The man did as he was told, whisking Max to the fifth floor in seconds. He stepped out quietly, in case she was nearby, and the elevator doors closed silently behind him. He looked left, then right, and spotted Willa walking down a long corridor. Her back was to him. He pressed himself against the elevator doors in case she turned around. But she did not. She stopped halfway down the corridor, turned to her right, and knocked twice on a door. The door opened and she stepped inside. As soon as Max heard it close and lock behind her, he made his way down the corridor.
She had come here to be with a man. Max felt it in his bones. Why else would she have acted the way she did—so odd and skittish? Jealousy seared him. He knew it was a childish and stupid emotion, and he tried to damp it down, but he could not. He wanted her for himself and hated to think of her in the arms of another man, but at the same time, he had to know who the other man was. He reached the door that she’d entered, glanced quickly at the number, and kept on walking. To the end of the corridor and the fire stairs.

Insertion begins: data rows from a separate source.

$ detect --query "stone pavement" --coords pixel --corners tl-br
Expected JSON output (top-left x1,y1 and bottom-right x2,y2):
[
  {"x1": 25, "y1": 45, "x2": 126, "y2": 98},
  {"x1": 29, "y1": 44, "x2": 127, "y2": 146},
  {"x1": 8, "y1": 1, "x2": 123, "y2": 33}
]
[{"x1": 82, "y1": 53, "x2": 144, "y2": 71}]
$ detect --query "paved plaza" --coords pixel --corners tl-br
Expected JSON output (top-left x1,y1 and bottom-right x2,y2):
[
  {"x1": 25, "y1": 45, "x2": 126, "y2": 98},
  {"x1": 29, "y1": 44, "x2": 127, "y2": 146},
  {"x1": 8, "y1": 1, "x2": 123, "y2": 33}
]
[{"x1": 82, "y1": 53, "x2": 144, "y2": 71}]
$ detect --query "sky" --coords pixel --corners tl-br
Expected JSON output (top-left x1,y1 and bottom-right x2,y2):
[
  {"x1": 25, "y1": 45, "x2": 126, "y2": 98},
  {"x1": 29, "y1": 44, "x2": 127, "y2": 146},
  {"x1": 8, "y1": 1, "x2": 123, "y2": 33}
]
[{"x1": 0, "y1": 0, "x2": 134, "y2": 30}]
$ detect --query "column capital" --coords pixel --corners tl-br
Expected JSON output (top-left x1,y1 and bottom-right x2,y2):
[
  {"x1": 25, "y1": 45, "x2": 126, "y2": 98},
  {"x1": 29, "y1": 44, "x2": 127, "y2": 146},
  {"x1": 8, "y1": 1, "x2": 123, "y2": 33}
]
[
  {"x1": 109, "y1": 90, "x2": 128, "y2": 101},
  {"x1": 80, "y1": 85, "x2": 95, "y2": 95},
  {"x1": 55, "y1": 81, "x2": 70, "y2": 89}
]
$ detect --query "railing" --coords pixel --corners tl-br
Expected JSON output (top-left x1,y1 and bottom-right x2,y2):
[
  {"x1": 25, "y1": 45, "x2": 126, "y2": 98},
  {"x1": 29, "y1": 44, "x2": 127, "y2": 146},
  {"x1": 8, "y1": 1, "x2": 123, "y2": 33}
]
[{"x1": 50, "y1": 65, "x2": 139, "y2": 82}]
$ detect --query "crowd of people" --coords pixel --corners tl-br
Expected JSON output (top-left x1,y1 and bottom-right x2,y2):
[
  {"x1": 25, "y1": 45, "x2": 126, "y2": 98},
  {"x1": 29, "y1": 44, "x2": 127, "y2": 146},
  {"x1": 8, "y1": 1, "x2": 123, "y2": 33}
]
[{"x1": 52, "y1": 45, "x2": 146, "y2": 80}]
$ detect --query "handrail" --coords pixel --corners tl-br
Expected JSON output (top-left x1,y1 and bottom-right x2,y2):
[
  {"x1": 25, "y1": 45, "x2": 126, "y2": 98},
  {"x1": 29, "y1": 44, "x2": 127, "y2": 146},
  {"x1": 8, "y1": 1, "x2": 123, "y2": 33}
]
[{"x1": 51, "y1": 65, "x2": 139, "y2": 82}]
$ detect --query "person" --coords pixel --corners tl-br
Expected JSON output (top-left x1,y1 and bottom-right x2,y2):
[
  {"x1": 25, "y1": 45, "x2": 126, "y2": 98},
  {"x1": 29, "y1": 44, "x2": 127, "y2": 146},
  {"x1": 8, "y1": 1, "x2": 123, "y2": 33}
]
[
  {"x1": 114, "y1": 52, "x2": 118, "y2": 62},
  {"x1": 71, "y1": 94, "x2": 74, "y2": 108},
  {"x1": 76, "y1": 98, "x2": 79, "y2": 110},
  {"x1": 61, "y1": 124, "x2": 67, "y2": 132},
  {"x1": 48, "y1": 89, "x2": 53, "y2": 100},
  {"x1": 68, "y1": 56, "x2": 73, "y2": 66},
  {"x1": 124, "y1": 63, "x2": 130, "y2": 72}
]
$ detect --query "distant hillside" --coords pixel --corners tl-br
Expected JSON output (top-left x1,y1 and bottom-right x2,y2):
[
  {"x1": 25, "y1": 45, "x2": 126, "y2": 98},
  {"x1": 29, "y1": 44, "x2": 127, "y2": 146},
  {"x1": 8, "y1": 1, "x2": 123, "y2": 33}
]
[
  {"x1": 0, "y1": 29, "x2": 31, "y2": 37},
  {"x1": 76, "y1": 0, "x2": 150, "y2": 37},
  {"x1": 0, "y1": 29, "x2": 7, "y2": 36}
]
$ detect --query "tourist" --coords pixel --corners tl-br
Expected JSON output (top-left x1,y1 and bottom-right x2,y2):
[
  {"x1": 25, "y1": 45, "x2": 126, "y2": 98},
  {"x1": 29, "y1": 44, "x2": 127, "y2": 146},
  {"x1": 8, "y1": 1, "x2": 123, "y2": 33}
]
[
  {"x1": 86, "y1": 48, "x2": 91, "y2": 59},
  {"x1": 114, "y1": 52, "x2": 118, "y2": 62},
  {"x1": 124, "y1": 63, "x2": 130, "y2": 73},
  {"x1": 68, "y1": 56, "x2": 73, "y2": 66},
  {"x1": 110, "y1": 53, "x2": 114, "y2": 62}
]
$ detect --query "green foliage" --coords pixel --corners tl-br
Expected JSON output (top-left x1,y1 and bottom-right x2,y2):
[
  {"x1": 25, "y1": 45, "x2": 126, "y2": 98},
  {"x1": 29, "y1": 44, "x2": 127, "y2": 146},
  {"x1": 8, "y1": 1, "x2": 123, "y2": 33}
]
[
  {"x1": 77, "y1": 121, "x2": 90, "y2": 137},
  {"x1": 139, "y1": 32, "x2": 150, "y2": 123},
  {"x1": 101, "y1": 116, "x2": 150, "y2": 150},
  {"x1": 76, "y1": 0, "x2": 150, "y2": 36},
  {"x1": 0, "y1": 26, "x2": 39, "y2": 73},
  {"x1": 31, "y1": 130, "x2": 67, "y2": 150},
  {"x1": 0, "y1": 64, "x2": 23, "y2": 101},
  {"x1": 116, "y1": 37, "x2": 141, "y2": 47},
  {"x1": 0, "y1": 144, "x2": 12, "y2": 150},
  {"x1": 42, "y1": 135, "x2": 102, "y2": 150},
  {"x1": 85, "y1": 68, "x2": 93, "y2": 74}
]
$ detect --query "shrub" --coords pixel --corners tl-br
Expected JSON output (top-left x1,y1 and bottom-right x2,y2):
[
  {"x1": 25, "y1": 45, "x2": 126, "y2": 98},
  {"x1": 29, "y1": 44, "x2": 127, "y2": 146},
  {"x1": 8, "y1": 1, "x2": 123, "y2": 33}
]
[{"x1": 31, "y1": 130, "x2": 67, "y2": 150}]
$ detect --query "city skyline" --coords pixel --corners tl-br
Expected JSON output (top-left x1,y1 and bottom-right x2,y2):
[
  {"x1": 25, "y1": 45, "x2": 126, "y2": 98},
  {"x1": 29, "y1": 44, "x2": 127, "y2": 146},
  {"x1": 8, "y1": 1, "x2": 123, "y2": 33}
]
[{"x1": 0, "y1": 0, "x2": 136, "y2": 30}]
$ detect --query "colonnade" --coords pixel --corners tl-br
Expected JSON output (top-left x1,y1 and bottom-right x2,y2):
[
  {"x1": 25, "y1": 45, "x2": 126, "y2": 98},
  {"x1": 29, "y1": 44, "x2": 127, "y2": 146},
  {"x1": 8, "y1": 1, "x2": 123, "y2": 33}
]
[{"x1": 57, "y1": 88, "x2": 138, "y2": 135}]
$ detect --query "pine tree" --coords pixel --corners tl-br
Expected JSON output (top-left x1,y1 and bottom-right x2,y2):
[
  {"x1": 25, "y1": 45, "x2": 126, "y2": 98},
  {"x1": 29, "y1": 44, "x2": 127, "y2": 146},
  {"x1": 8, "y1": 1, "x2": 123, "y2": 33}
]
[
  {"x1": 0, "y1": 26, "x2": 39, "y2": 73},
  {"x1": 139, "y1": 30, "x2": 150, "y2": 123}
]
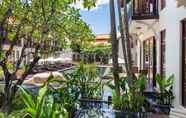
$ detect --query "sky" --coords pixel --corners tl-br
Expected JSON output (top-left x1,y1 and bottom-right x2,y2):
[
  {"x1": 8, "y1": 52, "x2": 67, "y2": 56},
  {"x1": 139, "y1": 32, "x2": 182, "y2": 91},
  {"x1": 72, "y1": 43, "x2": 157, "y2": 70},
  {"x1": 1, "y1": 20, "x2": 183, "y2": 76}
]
[
  {"x1": 80, "y1": 4, "x2": 110, "y2": 34},
  {"x1": 72, "y1": 0, "x2": 117, "y2": 34}
]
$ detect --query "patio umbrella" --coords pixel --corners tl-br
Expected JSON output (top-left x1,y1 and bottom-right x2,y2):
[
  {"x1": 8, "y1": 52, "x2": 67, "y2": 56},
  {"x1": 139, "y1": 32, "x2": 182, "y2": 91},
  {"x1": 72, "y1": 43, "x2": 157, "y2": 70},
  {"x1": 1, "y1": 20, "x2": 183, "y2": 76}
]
[{"x1": 109, "y1": 58, "x2": 125, "y2": 64}]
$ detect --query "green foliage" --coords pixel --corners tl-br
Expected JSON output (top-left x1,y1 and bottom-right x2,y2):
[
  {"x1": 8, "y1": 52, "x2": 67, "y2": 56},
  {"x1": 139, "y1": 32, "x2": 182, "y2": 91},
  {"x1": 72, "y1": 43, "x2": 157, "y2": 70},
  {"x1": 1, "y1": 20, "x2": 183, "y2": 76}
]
[
  {"x1": 155, "y1": 74, "x2": 174, "y2": 105},
  {"x1": 20, "y1": 84, "x2": 68, "y2": 118},
  {"x1": 81, "y1": 45, "x2": 112, "y2": 64},
  {"x1": 155, "y1": 74, "x2": 174, "y2": 93},
  {"x1": 65, "y1": 63, "x2": 102, "y2": 98},
  {"x1": 109, "y1": 75, "x2": 147, "y2": 112}
]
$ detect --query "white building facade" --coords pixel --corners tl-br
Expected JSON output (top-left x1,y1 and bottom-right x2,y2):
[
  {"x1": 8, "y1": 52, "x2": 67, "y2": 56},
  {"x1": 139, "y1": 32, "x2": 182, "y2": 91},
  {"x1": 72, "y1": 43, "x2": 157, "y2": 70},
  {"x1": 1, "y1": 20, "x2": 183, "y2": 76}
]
[{"x1": 120, "y1": 0, "x2": 186, "y2": 118}]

When he was back downstairs in the lobby, he collared a bellhop, a lad he’d tipped generously on many occasions. “I need you to do me a favor,” he said quietly.
“Anything, Mr. von Brandt.”
“Find out the name of the man in room 524. I’ll be over there.” He pointed to a group of plush chairs.
The bellhop nodded. A few minutes later, he was standing by Max’s chair, bending to his ear. “It’s a Mr. O. Ryan, sir,” he said. “But I think that’s a false name.”
“Is it?”
“Aye. Pete, my mate, gave the bloke his key. Said he knew him instantly and he wasn’t no Mr. Ryan.”
“Who is he, then?”
“He’s that famous explorer. The one who went to the South Pole. Finnegan’s his name. Seamus Finnegan.”